Scope of Options traders
The premium to be paid by the option buyers to get an options contract is much lower as compared to the future contract
Risk is limited and maximum to the premium amount whatever be the unfavourable market conditions
Protective Puts can be bought in order to hedge the long delivery portfolio with a vertical put spread. A put spread provides protection between the strike prices of the bought and sold puts. A vertical spread is an options strategy that involves buying a call and selling a put and simultaneously selling another call and buying another put at a different strike price, but with the same expiration.
Sellers of the Put Options are profitable as long as the spot price remains at or higher than the strike price.
Sellers of the options can reduce the cost of position which is already taken in portfolio or future contract by selling out of the money Calls
Myth and Reality of options and options trading
Options are too risky
Options is a complex concept and majorly feels risky due to its complexity feature. Though the risk in options is limited to the premium amount, this fear is built in the minds of the investors, mainly beginners only because it’s not easy to understand how to trade in them. Risk for buyer is only up to the premium amount while only high risk in option is when you are naked seller. Hence options trading demands market research, market judgement and formulating strategies which is in fact reduces risk.
Options needs strategies
Apparently there are only two options - Call and Put, and you can either buy or sell. But Options contracts can be traded in the most strategic manner. If you’ve just begun, it’s best to start from scratch, get into logic and stick to relatively simple strategies rather than going to Collar, Ladder Spread, Iron Condor, Strip, Strap, Butterfly, Calendar Spread, Box, etc.

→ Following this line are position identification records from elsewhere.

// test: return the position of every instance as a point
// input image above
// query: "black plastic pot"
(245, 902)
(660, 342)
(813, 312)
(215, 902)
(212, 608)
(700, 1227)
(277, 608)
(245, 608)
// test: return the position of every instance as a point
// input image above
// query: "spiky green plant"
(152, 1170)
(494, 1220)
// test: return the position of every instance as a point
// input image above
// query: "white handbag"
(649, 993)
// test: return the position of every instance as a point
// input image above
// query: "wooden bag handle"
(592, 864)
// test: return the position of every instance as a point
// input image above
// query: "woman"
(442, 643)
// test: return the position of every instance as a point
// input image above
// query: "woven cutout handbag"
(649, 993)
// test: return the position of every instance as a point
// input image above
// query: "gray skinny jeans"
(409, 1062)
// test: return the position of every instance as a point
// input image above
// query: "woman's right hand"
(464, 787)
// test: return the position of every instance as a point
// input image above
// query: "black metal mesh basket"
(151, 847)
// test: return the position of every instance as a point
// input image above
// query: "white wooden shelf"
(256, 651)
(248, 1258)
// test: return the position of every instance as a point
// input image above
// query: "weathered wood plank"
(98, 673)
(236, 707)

Selling options is like receiving free money
This might sound exaggerated until you learn why. While selling options might look safe whereas uncovered options is a risky strategy because there is unlimited risk. Option sellers can win most of the time; the occasional losses can be devastating when inexperienced investors don’t manage risk properly with discipline.
Only options sellers make money
There is a myth that only option sellers can make huge gains and make money. And as you all know a trade is bound to have sellers and buyers and their own advantages and drawbacks, their own interest of trade. Both option buyers and sellers can make profit from option trading. If only sellers make money then there would be no buyers, with no buyers there would be no market. Sometimes option buying does have an edge in many cases especially at the scenario of high volatility, trending or directional market. We have seen many times that premiums have gone to multi fold especially in Bank Nifty weekly expiry too.
Trading options is a zero sum game
Derivatives is a Zero sum game but the truth is that options may be used as an insurance policies. It can be used as risk management tools. These are considered as zero-sum games because the contracts represent agreements between two parties and, if one investor loses, then the wealth is transferred to another investor. Most transactions are non-zero-sum games because the end result can be beneficial to both parties.
It’s easy to make money with options
Making money in market means you have to be smarter than other because it’s a zero sum game and one has to lose if the other has to win. To formulate your own successful ways of trading and investing requires a lifetime of work, dedication and focus. The secret to find and maintaining a high level of success in the markets is to trade and invest according to your own interest of traded, formulated strategies, risk tolerance, investment goals with proper management of risk and a disciplined approach.
Is option trading safe?
You cannot look for a one word answer to this question as options is featured with multiple concepts, advantages, disadvantages, exceptions. However we all know there can be no trade or investment that gives complete guarantee of safety and protection against risk. But since options offers you flexibility and strategy for all types of investors, we suggest you to study the market, observe the expert investors, consider each of its features and make your move without hesitation.